Mas a hora do nosso teste demorou (sim, mesmo com todos garantidos ainda sim haveria teste). E eu mal conseguia me aguentar em pé aquela altura. Quem doa sangue precisa repousar durante um dia e eu estava ali na tensão do teste, em um calor insuportável, de pé na fila. Mas eu não iria morrer antes da minha vez de apresentar.

Milena se apresentou antes de mim. Como sempre foi muito bem. Fui logo em seguida.
Meu corpo estava esgotado, sem sangue. Errei falas. Talvez meu cérebro estivesse sem sangue também. Só fui aprovado porque todos foram. Mas eu nem liguei, o objetivo do dia estava cumprido. Milena e eu passamos no teste.

Após eu repetir exaustivamente sobre minha doação para as pessoas, fomos ao Mc comer alguma coisa.
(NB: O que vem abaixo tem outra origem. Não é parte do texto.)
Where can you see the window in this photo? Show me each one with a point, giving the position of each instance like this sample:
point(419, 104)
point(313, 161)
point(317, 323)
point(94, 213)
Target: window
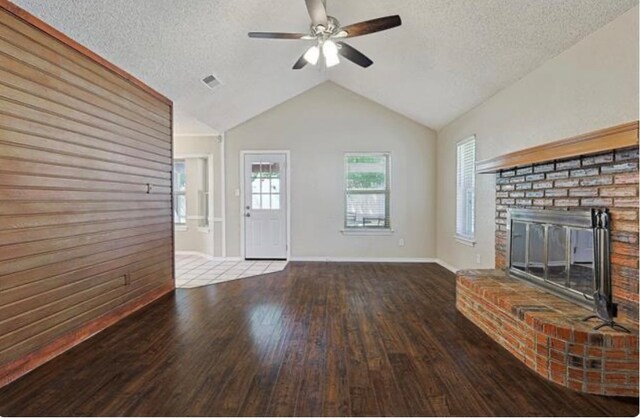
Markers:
point(265, 185)
point(465, 190)
point(203, 193)
point(367, 191)
point(179, 192)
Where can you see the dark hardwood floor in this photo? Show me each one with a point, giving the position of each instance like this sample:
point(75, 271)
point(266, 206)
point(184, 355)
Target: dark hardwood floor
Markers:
point(315, 339)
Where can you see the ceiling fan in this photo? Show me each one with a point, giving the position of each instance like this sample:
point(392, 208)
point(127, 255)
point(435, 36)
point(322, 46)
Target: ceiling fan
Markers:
point(325, 29)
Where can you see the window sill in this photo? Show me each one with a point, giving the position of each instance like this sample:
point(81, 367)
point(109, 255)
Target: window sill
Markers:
point(367, 232)
point(466, 241)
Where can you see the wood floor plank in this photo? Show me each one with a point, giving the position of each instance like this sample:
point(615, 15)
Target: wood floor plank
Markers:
point(323, 339)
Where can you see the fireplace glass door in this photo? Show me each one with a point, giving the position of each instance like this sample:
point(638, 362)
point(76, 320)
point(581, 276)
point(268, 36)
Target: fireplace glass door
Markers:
point(556, 256)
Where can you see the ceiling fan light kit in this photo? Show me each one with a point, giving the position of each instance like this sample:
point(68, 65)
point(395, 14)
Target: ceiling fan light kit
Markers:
point(312, 55)
point(330, 52)
point(324, 29)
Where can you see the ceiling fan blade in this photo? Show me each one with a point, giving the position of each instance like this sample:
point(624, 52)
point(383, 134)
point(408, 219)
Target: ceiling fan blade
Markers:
point(277, 35)
point(300, 63)
point(317, 11)
point(352, 54)
point(371, 26)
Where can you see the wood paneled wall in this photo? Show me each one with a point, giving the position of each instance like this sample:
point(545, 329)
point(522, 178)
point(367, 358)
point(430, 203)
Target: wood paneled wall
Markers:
point(86, 232)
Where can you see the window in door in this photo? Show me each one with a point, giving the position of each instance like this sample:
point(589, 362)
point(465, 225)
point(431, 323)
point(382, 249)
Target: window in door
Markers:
point(367, 191)
point(265, 186)
point(179, 192)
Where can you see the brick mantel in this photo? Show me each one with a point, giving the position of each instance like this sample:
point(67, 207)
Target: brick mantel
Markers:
point(546, 332)
point(608, 180)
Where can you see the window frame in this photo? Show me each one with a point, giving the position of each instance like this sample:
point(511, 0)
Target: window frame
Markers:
point(204, 194)
point(460, 236)
point(368, 230)
point(177, 193)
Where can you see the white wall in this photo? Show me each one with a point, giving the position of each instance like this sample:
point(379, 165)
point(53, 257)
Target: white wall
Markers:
point(318, 127)
point(207, 241)
point(592, 85)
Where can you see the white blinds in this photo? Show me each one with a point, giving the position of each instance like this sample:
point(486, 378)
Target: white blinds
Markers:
point(465, 188)
point(367, 190)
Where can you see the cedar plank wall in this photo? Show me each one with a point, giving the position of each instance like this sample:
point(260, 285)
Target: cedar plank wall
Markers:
point(82, 243)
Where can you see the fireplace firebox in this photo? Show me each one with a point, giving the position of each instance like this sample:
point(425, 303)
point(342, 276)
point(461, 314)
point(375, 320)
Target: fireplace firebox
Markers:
point(566, 253)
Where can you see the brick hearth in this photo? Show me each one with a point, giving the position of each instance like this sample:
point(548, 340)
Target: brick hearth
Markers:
point(608, 180)
point(547, 334)
point(545, 331)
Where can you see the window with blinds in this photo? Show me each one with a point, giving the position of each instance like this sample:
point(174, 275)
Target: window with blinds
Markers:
point(179, 192)
point(465, 189)
point(367, 191)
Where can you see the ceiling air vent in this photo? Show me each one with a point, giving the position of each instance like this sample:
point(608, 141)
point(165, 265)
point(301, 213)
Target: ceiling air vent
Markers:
point(211, 81)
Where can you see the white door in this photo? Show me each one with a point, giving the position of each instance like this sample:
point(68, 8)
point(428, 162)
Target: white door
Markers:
point(265, 211)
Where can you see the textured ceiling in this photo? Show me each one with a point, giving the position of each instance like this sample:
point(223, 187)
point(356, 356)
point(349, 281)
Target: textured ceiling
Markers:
point(447, 57)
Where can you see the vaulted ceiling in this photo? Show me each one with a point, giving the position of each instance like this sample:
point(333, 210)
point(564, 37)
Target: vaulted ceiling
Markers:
point(446, 58)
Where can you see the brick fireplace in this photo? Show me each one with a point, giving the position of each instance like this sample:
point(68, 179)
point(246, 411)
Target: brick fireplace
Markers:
point(543, 330)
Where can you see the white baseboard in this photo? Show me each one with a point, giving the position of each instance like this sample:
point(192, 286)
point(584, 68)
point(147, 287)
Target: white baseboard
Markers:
point(204, 255)
point(193, 253)
point(446, 265)
point(359, 259)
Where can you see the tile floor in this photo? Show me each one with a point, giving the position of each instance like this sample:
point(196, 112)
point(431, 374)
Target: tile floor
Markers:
point(197, 271)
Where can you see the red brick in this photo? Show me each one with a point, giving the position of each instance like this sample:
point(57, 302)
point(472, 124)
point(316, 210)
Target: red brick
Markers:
point(596, 202)
point(619, 192)
point(584, 192)
point(626, 203)
point(575, 385)
point(615, 378)
point(625, 178)
point(596, 181)
point(566, 203)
Foi uma parte do dia que eu achei que iria desmaiar a qualquer momento. Estava com tontura, com o raciocínio lento. A essa altura às vezes esquecia quem era Milena. Mas ela estava ali na minha frente para eu lembrar de tudo que me trouxera até ali. Era o tom de voz e o brilho dos olhos que me puxava de volta da vontade de desmaiar, que me dava forças para não me entregar ao capricho da fraqueza.

Eu sabia que mesmo estando ali - quase não estando - que aquele era um dia especial. Por raríssimas vezes eu saí com a Milena sem a presença de terceiros. Uma vez quando tomamos Eno na farmácia e outra quando fomos assistir Arritmia.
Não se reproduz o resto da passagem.